Effector annotation and analysis
Effectors were predicted by following a previously established pipeline (52). Proteomes from FunGAP (43) output were input into SignalP (53) version 5.0 to filter for proteins containing a signal peptide. The output of SignalP was then input to tmhmm (54) version 2.0, which filtered out proteins containing a transmembrane domain. Finally, the remaining proteins were input to EffectorP (55) version 3.0.
Data processing and analysis
Analyses were conducted in a Linux environment with GNU bash version 4.2.46, GNU coreutils version 8.22, GNU Awk version 4.0.2, GNU grep version 2.20, and gzip version 1.5. Conda version 4.10.1 was used to install software. Scripts for parsing data were written in Python version 3.7.4, using biopython version 1.79. R version 4.1.0 was used for plotting and permutation tests, with packages ggplot2, RColorBrewer, tidyverse, and scales.

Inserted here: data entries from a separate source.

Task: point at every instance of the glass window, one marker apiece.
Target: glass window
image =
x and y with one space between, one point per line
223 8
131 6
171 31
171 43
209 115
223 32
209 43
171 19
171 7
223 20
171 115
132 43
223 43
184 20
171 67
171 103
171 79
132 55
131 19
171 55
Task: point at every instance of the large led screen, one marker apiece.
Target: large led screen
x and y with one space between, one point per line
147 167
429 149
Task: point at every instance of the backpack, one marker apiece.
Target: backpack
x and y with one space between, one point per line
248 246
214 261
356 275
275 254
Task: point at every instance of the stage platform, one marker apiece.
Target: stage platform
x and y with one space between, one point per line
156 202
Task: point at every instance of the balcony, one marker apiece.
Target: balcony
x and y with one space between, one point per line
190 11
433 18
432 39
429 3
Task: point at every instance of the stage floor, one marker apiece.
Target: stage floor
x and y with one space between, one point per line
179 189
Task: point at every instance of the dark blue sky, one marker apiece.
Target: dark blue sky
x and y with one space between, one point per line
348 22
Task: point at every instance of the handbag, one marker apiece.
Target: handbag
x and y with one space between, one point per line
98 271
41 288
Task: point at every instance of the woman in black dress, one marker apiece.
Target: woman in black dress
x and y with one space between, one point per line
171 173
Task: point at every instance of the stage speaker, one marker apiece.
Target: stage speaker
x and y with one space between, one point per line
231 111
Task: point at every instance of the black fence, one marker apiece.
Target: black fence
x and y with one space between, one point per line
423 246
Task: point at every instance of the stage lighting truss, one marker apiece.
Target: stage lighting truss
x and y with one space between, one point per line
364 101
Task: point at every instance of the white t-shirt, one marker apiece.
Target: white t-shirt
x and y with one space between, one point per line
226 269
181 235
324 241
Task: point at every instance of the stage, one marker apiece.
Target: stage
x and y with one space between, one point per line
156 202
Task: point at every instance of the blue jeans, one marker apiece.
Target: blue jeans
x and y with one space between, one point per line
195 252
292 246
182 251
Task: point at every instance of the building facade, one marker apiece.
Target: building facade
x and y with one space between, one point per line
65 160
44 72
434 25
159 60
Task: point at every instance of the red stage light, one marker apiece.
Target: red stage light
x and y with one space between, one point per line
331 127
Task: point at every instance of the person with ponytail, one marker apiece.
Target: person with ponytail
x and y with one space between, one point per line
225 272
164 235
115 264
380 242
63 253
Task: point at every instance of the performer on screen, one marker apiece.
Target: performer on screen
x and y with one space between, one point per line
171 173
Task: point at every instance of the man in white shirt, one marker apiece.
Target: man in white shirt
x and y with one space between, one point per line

Availability of Data and Code
Datasets and intermediate analyses files are provided as additional data files, or available on Zenodo at DOI 10.5281/zenodo.7366416. Code and scripts used for all analyses are located in a GitHub repository (https://github.com/annenakamoto/moryzae_tes).
Funding
AAN has been supported by the Berkeley Summer Undergraduate Research Fellowship, and PMJ has been supported by the Grace Kase-Tsujimoto Graduate Fellowship. KVK’s work on this project has been supported by the Innovative Genomics Institute and the National Institute of Health New Innovator Director’s Award, which also provided funding to AAN and PMJ.
Competing Interests
The authors declare no competing interests.
Contributions
AAN, PMJ, and KVK developed the project. AAN designed methods, performed data collection and analyses, interpreted results, produced figures, and wrote the original manuscript draft. All authors reviewed, edited, and approved the final manuscript. PMJ and KVK supervised research.
Supplemental Material
Additional Files
Additional File 1: GO terms output from PANNZER, filtered for >0.6 PPV value, for genes in the region on chromosome 7 following POT2 topology.
Additional File 2: PFAM terms output from pfam_scan, filtered for E-value <0.01, for genes in the region on chromosome 7 following POT2 topology.
Acknowledgements
We thank Dr. Anna Muszewska for advice on TE annotation, Dr. Pierre Gladieux for help with substitution rates in M. oryzae, and Dr. Michael Seidl for insight on using the Jukes-Cantor distance metric. We also thank Dr. Ursula Oggenfuss and Dr. Emile Gluck Thaler from the Daniel Croll Lab for feedback on results. We thank members of the Krasileva Lab for feedback on manuscript preparation. Finally, we thank the Berkeley Research Computing program at the University of California, Berkeley for use of the Savio computational cluster resource.